The first hide didn't really have any flattish areas near the food areas and we found that the geckos couldn't eat as easily as when we provided a small flat area in the second one and so this is a feature that we are going to keep in the new plastic one. What does everyone think about having both a food station and hide combined into one? would you prefer this or do you think they should be two separate items?

The second one we made was much more rugged than the first one and we felt this made the cleaning of it less easy so we are going to stick with the shaping of the first one.

Ideas we've had to also add onto the new one is:
to include a slight notch in the top of the hide so that the plastic stem (with no leaves) from the exoterra plants can be slotted into the top so it is secure and the leaves can be arranged over the hide. By having a slot it also means the hide would not be lifted off the glass - it would remain flush! if you don't have exoterra plants or don't want to use this it can be left open as it will literally be a tiny delve big enough to fit in the stem.

we have also considered how to arrange the leaves over the hide so that the leaves will not clump around the entrances/exits potentially blocking them and wont protrude into the food bowl. We haven't decide on an exact method to achieve this but we want to seamlessly incorporate it into the design so it can be used if required but if people don't want to use it then it would just look like part of the hide.

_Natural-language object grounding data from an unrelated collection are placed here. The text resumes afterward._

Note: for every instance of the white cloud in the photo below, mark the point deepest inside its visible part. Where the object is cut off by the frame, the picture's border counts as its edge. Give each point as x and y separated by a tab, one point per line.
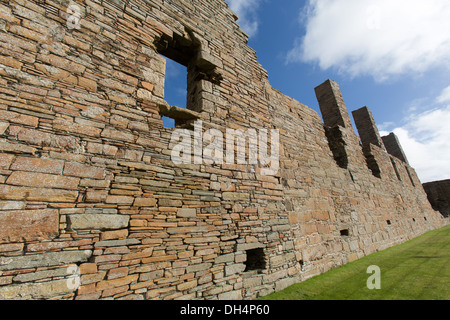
380	38
445	96
425	140
246	10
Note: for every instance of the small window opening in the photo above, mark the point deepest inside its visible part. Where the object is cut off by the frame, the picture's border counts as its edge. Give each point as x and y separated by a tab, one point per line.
255	259
351	176
396	170
410	176
186	79
175	88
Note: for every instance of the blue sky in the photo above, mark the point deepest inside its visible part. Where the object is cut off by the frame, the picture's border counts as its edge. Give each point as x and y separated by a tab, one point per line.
391	56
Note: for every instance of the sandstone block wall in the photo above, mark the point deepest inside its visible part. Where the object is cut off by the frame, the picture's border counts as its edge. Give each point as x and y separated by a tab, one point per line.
92	205
438	193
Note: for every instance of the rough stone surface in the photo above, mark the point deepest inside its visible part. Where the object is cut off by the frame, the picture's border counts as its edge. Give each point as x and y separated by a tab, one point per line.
88	185
98	221
438	193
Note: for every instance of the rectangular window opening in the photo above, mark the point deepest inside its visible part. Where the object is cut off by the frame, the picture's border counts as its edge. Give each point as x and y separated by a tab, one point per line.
175	89
255	259
396	170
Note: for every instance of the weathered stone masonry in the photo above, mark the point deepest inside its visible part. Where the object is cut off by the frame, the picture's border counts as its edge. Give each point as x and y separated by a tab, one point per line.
91	205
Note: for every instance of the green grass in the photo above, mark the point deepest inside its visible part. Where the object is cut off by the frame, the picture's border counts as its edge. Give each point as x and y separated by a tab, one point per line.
415	270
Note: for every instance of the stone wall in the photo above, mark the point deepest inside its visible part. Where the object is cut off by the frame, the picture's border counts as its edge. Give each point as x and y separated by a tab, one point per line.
438	193
92	205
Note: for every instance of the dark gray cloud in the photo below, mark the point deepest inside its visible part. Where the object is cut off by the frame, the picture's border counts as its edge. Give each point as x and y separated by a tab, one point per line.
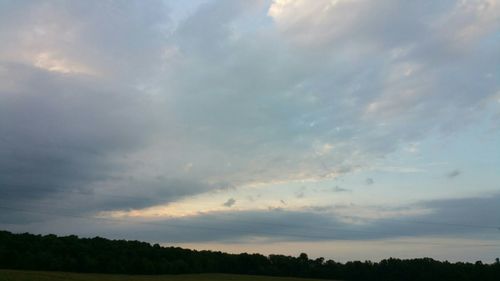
229	203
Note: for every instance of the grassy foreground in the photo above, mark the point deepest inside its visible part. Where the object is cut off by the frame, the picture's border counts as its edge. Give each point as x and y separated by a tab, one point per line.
16	275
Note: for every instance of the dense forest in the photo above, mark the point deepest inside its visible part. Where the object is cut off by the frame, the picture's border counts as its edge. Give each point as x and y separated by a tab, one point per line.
71	253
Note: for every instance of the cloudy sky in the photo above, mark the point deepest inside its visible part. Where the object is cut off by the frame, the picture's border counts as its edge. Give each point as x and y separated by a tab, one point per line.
349	129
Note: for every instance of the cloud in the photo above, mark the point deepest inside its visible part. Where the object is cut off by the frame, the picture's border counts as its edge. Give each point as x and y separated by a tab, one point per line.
453	174
229	203
113	106
339	189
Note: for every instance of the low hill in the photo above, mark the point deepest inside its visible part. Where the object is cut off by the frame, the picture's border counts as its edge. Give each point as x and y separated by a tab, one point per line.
15	275
99	255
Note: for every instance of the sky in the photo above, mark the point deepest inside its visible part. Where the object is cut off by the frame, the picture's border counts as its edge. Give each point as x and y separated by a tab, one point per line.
347	129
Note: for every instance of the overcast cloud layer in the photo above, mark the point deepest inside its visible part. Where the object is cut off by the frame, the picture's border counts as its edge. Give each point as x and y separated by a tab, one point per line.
252	120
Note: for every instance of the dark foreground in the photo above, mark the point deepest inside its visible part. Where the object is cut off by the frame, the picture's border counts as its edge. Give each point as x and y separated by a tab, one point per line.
99	255
14	275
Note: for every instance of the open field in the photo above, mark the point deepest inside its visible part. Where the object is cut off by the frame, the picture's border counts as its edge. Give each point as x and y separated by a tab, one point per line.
16	275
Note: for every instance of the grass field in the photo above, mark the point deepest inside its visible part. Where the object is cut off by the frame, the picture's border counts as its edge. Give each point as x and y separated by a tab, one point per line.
15	275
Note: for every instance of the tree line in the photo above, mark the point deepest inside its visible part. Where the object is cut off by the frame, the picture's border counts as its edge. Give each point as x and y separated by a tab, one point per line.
99	255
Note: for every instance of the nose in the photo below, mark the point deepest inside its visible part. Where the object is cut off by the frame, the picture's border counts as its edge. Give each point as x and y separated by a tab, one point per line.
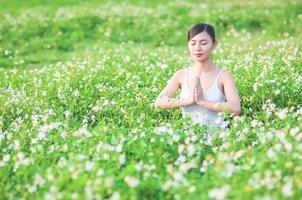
198	47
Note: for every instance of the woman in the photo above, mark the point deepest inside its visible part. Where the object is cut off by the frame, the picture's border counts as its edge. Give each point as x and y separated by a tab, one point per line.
205	88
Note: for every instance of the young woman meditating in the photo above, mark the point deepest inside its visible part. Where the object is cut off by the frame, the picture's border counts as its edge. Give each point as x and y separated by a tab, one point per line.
205	88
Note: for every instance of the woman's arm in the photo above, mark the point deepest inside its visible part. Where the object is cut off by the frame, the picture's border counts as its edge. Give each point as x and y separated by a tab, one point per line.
232	103
165	100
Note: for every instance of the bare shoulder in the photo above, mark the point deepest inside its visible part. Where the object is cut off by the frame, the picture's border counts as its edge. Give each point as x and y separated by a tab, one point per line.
179	74
226	76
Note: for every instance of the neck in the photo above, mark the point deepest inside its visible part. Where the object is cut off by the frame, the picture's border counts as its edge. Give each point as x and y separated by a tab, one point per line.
204	66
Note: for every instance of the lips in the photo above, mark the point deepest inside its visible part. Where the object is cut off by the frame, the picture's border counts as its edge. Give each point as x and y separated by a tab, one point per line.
198	54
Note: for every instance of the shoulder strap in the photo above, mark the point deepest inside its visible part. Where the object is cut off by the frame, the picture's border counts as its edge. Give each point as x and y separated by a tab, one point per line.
218	75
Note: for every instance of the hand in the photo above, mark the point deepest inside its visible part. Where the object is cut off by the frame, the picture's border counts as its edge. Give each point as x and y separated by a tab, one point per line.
198	92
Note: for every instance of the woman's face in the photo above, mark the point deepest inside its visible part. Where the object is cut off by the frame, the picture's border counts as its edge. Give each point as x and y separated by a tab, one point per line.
201	46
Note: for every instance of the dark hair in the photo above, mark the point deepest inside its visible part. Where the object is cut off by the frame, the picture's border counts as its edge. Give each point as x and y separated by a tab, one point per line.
200	27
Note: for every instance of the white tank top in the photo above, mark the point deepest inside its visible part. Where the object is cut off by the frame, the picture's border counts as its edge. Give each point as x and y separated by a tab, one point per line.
200	114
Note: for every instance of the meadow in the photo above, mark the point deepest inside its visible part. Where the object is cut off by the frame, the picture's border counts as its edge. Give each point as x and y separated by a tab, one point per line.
78	80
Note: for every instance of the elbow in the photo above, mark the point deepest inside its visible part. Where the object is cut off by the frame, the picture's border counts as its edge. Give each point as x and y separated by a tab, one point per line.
158	104
236	110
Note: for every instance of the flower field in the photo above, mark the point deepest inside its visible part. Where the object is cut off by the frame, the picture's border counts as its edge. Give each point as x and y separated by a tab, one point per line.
78	80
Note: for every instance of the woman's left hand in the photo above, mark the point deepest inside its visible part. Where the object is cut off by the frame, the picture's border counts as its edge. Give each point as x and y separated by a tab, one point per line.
198	92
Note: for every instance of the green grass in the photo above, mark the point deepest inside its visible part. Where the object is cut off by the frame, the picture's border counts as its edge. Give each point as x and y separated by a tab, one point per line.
77	83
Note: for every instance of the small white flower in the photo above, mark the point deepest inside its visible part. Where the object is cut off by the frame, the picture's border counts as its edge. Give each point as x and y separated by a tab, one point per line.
219	193
122	159
89	165
131	181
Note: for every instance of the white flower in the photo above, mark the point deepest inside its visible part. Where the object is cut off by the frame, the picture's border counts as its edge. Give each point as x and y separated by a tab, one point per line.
115	196
122	159
282	114
6	158
287	188
89	165
219	193
191	149
131	181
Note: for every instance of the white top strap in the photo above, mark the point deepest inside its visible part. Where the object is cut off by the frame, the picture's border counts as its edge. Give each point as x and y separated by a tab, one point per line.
218	75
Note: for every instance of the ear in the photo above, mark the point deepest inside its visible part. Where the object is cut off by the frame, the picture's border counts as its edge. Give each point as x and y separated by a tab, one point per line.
215	44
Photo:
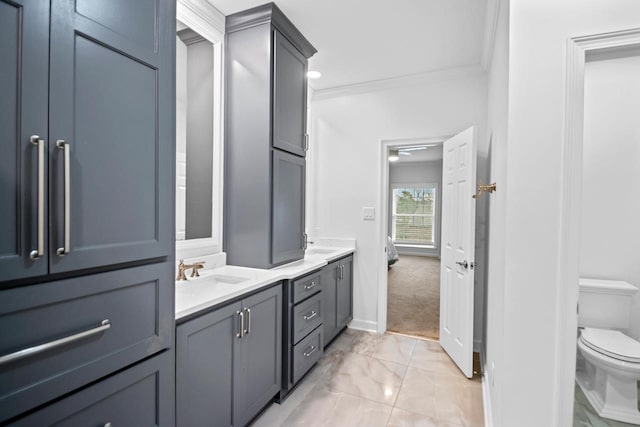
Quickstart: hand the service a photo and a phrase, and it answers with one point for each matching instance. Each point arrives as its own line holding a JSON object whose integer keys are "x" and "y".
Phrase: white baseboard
{"x": 364, "y": 325}
{"x": 486, "y": 392}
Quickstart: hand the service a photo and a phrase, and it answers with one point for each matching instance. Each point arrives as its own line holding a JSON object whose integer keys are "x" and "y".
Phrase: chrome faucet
{"x": 194, "y": 269}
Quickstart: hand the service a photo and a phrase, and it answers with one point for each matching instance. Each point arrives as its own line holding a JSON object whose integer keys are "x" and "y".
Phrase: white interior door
{"x": 458, "y": 243}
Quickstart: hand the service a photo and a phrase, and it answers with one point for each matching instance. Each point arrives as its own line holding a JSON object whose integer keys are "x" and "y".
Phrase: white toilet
{"x": 611, "y": 371}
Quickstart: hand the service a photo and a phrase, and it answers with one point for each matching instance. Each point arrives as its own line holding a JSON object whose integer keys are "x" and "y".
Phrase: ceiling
{"x": 431, "y": 154}
{"x": 367, "y": 40}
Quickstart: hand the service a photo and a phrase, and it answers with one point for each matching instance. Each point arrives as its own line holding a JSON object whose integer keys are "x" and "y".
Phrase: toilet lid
{"x": 612, "y": 343}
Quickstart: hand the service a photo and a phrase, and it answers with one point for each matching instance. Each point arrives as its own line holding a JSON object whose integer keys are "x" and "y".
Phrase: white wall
{"x": 347, "y": 128}
{"x": 497, "y": 170}
{"x": 418, "y": 173}
{"x": 610, "y": 230}
{"x": 528, "y": 370}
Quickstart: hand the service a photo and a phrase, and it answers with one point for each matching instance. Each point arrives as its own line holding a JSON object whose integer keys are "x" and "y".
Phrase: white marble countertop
{"x": 218, "y": 285}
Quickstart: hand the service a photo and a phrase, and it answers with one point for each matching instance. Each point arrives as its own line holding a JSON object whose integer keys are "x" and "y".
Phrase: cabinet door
{"x": 207, "y": 361}
{"x": 289, "y": 96}
{"x": 329, "y": 282}
{"x": 260, "y": 379}
{"x": 288, "y": 208}
{"x": 112, "y": 108}
{"x": 345, "y": 293}
{"x": 109, "y": 320}
{"x": 24, "y": 67}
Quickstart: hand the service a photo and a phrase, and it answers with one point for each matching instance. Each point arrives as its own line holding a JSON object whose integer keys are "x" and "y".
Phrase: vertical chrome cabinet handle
{"x": 248, "y": 330}
{"x": 63, "y": 145}
{"x": 39, "y": 142}
{"x": 310, "y": 351}
{"x": 240, "y": 333}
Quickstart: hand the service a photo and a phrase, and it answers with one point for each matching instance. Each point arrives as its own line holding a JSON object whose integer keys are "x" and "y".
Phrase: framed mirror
{"x": 199, "y": 50}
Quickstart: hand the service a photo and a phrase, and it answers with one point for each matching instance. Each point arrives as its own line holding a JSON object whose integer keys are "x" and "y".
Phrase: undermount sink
{"x": 318, "y": 251}
{"x": 227, "y": 280}
{"x": 216, "y": 279}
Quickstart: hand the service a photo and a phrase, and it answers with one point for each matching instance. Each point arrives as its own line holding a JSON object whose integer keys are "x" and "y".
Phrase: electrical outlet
{"x": 368, "y": 214}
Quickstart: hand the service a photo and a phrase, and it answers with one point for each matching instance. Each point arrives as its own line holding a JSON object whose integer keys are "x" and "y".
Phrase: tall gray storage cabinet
{"x": 87, "y": 129}
{"x": 265, "y": 141}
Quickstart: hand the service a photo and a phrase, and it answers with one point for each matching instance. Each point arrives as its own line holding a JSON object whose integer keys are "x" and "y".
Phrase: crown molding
{"x": 490, "y": 28}
{"x": 270, "y": 14}
{"x": 399, "y": 82}
{"x": 202, "y": 17}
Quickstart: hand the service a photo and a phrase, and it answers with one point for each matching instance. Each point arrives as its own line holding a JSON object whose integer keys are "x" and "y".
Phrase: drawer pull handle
{"x": 248, "y": 330}
{"x": 310, "y": 351}
{"x": 310, "y": 286}
{"x": 63, "y": 145}
{"x": 37, "y": 253}
{"x": 104, "y": 325}
{"x": 240, "y": 333}
{"x": 310, "y": 315}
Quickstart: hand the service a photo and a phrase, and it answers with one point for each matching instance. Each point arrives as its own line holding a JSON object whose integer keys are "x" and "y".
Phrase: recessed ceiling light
{"x": 393, "y": 155}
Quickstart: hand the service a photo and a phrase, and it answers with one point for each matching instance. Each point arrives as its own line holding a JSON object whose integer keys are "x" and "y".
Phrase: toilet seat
{"x": 612, "y": 343}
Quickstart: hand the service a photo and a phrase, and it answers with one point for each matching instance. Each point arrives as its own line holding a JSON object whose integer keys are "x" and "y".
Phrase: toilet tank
{"x": 605, "y": 303}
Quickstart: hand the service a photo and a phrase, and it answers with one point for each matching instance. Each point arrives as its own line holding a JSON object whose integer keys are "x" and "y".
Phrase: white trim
{"x": 383, "y": 208}
{"x": 490, "y": 30}
{"x": 399, "y": 82}
{"x": 203, "y": 18}
{"x": 206, "y": 20}
{"x": 570, "y": 193}
{"x": 486, "y": 392}
{"x": 363, "y": 325}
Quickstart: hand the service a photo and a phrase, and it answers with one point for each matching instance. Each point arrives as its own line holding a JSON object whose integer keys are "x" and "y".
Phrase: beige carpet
{"x": 413, "y": 297}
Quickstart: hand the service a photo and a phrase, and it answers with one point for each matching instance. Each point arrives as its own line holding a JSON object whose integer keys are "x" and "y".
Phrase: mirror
{"x": 195, "y": 99}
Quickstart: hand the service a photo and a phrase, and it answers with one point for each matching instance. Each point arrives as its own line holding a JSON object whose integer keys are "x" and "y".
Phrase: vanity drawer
{"x": 140, "y": 396}
{"x": 306, "y": 286}
{"x": 306, "y": 353}
{"x": 307, "y": 316}
{"x": 79, "y": 330}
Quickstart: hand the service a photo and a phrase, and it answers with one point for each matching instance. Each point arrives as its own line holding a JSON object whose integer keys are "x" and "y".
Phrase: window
{"x": 414, "y": 214}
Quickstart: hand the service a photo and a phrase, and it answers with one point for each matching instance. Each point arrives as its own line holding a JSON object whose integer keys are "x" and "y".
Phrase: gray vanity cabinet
{"x": 265, "y": 114}
{"x": 86, "y": 134}
{"x": 207, "y": 361}
{"x": 24, "y": 60}
{"x": 112, "y": 85}
{"x": 344, "y": 292}
{"x": 289, "y": 97}
{"x": 337, "y": 291}
{"x": 228, "y": 362}
{"x": 141, "y": 395}
{"x": 288, "y": 240}
{"x": 87, "y": 119}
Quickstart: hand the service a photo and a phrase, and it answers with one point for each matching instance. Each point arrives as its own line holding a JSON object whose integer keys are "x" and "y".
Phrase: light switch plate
{"x": 368, "y": 214}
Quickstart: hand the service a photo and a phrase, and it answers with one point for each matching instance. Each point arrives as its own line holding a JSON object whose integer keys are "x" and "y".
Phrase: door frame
{"x": 383, "y": 209}
{"x": 578, "y": 50}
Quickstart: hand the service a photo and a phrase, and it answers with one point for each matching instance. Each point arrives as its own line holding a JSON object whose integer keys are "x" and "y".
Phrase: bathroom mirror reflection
{"x": 194, "y": 134}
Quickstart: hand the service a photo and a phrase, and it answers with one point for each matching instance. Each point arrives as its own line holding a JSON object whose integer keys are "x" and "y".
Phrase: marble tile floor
{"x": 371, "y": 380}
{"x": 585, "y": 416}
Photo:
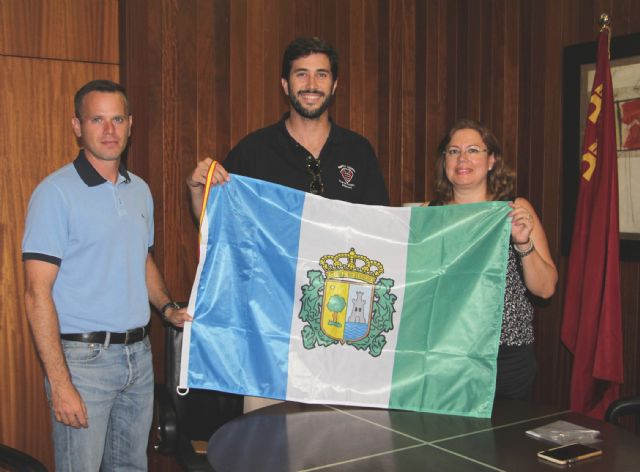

So.......What are your thoughts???? Dont be shy now!!!! :2thumb:

here are some concept designs (quickly hand drawn) to try and illustrate what i mean in case you don't understand my waffle! :lol2:


----------



## spatte88 (Jun 29, 2009)

Dont forget to vote in the Poll (top of the page)! :2thumb:


----------



## Blissfullsilence (May 7, 2010)

I just wanted to say I think these are awesome! :2thumb:

I don't keep cresties myself but I could see these also working for my Tree frogs, Maybe once you get your designs for cresties all sorted you might want to expand out to froggies : victory:


----------



## spatte88 (Jun 29, 2009)

We dont keep tree frogs so probably couldnt design something that would be perfect for them but im sure if you had an ideal design in mind and sent us it we could make you something that would suit tree frogs!


----------



## Blissfullsilence (May 7, 2010)

Alrighty, I will get my thinking cap on and get some sketches done


----------



## bumbleyjoe (Feb 5, 2010)

These look awesome!!! Wish i could make somthing that looks this good!


----------



## mayock69 (Sep 22, 2009)

that looks awesome mate


----------



## steven_law (Nov 1, 2009)

wouldnt the food bowl need to be removable so it can be cleaned with out removing the whole shelter??


----------



## spatte88 (Jun 29, 2009)

steven_law said:


> wouldnt the food bowl need to be removable so it can be cleaned with out removing the whole shelter??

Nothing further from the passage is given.